Англоязычная акустическая версия «Дельфинов», она же «Nothing Promised», какой Лагутенко ее исполнил в этом году на одной из сессий фестиваля SXSW

  • — К вопросу о барьерах. А вот эти все китайские группы — о чем они поют, собственно? Там же тоже политический режим довольно специальный.
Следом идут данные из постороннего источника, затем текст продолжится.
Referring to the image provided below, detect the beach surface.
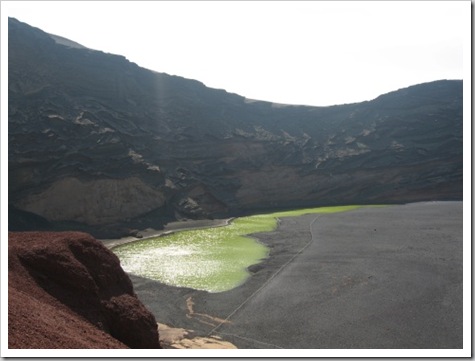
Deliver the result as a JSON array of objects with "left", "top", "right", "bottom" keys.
[{"left": 112, "top": 202, "right": 463, "bottom": 349}]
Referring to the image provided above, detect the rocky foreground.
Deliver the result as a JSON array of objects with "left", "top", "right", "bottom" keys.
[{"left": 8, "top": 232, "right": 161, "bottom": 349}]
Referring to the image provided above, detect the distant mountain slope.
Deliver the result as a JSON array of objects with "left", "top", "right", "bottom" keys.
[{"left": 8, "top": 19, "right": 463, "bottom": 236}]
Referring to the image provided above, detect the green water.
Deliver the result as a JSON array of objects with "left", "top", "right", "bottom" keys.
[{"left": 113, "top": 206, "right": 364, "bottom": 292}]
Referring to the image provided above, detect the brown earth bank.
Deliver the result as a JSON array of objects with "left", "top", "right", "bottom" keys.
[{"left": 8, "top": 232, "right": 161, "bottom": 349}]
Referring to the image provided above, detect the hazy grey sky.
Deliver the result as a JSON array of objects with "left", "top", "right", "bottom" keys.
[{"left": 1, "top": 1, "right": 471, "bottom": 105}]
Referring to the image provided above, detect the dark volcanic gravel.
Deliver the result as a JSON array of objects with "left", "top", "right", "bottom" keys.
[{"left": 131, "top": 202, "right": 463, "bottom": 349}]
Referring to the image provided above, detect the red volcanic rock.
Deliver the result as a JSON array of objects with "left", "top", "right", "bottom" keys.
[{"left": 8, "top": 232, "right": 160, "bottom": 348}]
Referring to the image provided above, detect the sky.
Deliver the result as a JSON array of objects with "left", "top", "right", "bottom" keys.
[{"left": 1, "top": 1, "right": 471, "bottom": 106}]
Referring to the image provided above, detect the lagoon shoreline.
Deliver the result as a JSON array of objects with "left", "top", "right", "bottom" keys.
[{"left": 102, "top": 201, "right": 463, "bottom": 349}]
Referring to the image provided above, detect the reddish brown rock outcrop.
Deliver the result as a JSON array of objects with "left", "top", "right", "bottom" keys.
[{"left": 8, "top": 232, "right": 160, "bottom": 348}]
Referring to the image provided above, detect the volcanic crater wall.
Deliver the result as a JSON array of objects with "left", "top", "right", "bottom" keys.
[{"left": 8, "top": 19, "right": 463, "bottom": 235}]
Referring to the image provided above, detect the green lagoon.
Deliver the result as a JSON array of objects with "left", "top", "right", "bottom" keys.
[{"left": 113, "top": 206, "right": 359, "bottom": 292}]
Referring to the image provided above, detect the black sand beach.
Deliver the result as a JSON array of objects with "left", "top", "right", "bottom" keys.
[{"left": 121, "top": 202, "right": 463, "bottom": 349}]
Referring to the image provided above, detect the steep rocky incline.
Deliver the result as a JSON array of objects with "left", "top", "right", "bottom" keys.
[
  {"left": 8, "top": 232, "right": 160, "bottom": 349},
  {"left": 8, "top": 19, "right": 463, "bottom": 235}
]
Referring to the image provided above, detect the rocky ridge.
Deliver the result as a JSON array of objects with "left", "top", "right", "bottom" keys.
[
  {"left": 8, "top": 232, "right": 161, "bottom": 349},
  {"left": 8, "top": 19, "right": 463, "bottom": 236}
]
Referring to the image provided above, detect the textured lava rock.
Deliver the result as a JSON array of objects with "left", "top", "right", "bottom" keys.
[
  {"left": 8, "top": 232, "right": 160, "bottom": 348},
  {"left": 8, "top": 19, "right": 463, "bottom": 234}
]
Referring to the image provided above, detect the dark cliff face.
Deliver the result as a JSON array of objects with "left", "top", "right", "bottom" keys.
[{"left": 8, "top": 19, "right": 462, "bottom": 236}]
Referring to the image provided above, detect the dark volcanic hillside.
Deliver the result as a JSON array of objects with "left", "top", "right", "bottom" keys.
[{"left": 8, "top": 19, "right": 463, "bottom": 236}]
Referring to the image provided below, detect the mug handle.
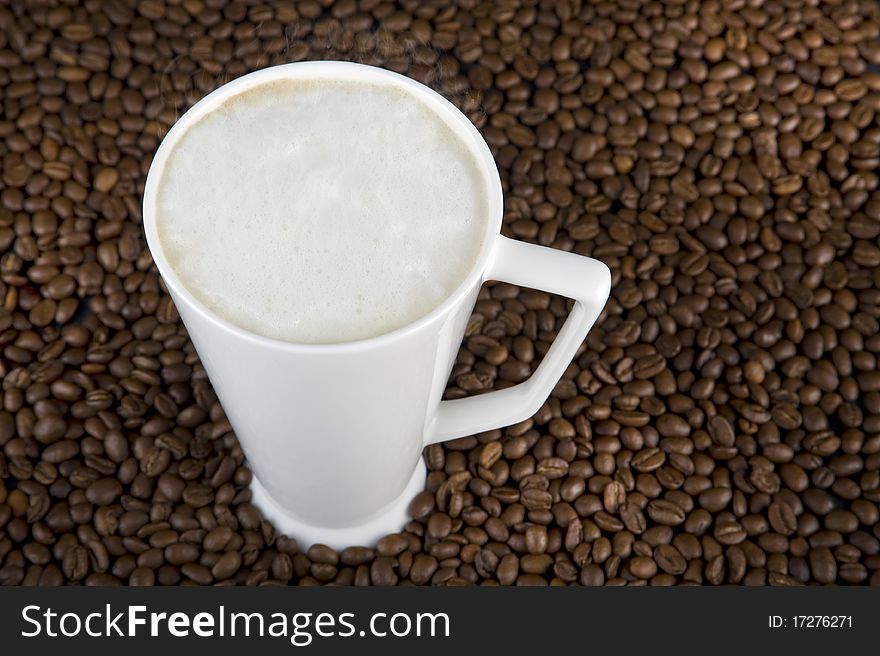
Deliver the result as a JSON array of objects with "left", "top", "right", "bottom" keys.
[{"left": 425, "top": 235, "right": 611, "bottom": 446}]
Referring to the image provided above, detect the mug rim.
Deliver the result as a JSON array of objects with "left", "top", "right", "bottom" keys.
[{"left": 142, "top": 61, "right": 504, "bottom": 353}]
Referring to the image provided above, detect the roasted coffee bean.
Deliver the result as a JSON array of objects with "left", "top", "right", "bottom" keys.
[{"left": 0, "top": 0, "right": 880, "bottom": 585}]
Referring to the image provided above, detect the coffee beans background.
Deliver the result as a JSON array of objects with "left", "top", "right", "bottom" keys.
[{"left": 0, "top": 0, "right": 880, "bottom": 585}]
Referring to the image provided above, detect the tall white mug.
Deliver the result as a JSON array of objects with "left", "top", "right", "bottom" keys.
[{"left": 144, "top": 62, "right": 611, "bottom": 548}]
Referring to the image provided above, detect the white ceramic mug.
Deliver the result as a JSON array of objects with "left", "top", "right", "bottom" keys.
[{"left": 144, "top": 62, "right": 611, "bottom": 548}]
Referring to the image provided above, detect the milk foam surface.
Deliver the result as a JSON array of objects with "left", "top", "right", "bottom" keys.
[{"left": 157, "top": 80, "right": 488, "bottom": 343}]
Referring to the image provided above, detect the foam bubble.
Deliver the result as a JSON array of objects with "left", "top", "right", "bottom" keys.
[{"left": 157, "top": 81, "right": 488, "bottom": 343}]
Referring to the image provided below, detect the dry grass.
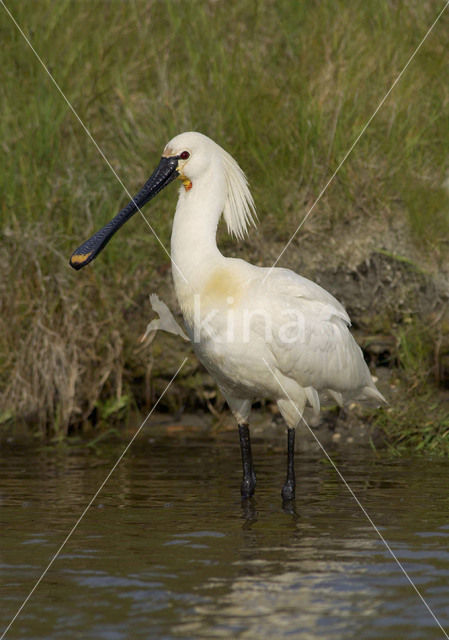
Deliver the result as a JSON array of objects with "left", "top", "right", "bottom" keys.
[{"left": 0, "top": 0, "right": 449, "bottom": 434}]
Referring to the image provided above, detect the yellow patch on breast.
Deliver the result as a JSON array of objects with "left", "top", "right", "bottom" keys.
[{"left": 200, "top": 268, "right": 244, "bottom": 307}]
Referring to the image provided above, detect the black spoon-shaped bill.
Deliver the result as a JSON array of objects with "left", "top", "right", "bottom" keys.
[{"left": 70, "top": 156, "right": 179, "bottom": 270}]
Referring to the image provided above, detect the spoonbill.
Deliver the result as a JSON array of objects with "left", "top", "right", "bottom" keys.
[{"left": 70, "top": 132, "right": 385, "bottom": 500}]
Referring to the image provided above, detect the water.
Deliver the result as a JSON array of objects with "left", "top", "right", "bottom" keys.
[{"left": 0, "top": 427, "right": 449, "bottom": 640}]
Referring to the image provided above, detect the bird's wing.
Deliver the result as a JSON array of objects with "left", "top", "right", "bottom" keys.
[
  {"left": 254, "top": 269, "right": 372, "bottom": 391},
  {"left": 266, "top": 269, "right": 351, "bottom": 326}
]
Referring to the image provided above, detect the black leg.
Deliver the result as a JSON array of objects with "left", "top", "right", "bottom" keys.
[
  {"left": 281, "top": 429, "right": 296, "bottom": 501},
  {"left": 239, "top": 424, "right": 256, "bottom": 498}
]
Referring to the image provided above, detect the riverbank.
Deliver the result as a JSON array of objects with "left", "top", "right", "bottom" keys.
[{"left": 0, "top": 0, "right": 449, "bottom": 452}]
— То, что происходит сейчас с китайской рок-музыкой, схоже с нашими рок-клубами 80-х. То есть что-то типа как-то регулируется, но никого никуда особенно не волокут. Понятно, что если это большое мероприятие и большая экономика, тогда ты обязан предоставлять заранее содержание всех песен. Мы тоже это делали, когда выступали в прошлом году в Шанхае, нам все разрешили. И я потом говорю промоутеру: «Да, наверное, эти бумажки просто в папочки подшивают, не читая». А он отвечает: «Кстати, нет». И рассказывает такую историю. Они как-то хотели привезти «Вопли Видоплясова». Взяли песни, загнали их в Google Translate, отправили. Приходит ответ: не пойдет. Что такое? Отвечают: гей-пропаганда. Где, покажите?! Ему показывают перевод. Выясняется, что вот это «гей-гей-гей» в песне «Весна» было переведено понятно как. По-китайски так и было написано: «Гомосексуалист, гомосексуалист, гомосексуалист, гомосексуалист»… 

  • — То есть против партии не споешь, наверное.

— Или споешь у себя в клубе, на уровне, которым всем недосуг заниматься. Но вообще сейчас, мне кажется, китайцы и корейцы уже необязательно себя идентифицируют в связи со страной или национальностью. Это все — New Asia, новая Азия. И где-то в этом же пространстве я себя и ощущаю. Есть примеры этого рода и из мира моды. Знаете, что такое фастфэшн? Это когда марки в масс-маркете меняют коллекции каждые две недели — и вещи стоят недорого. Весь этот фастфэшн идет из даунтауна Лос-Анджелеса, и 90 процентов людей, которые его двигают, — корейская эмиграция. Сначала корейцы занимались просто текстилем, потом дети поехали в Париж, Лондон и Нью-Йорк, следующее поколение научилось говорить на английском и вести бизнес, следующее взяло это в свои руки и своим трудолюбием отодвинуло итальянцев и испанцев. Это к тому, что все возможно, только как-то двигаться надо. Главное — разобраться, что мы можем. Платформа V-Rox — это отчасти способ найти свое место в мире.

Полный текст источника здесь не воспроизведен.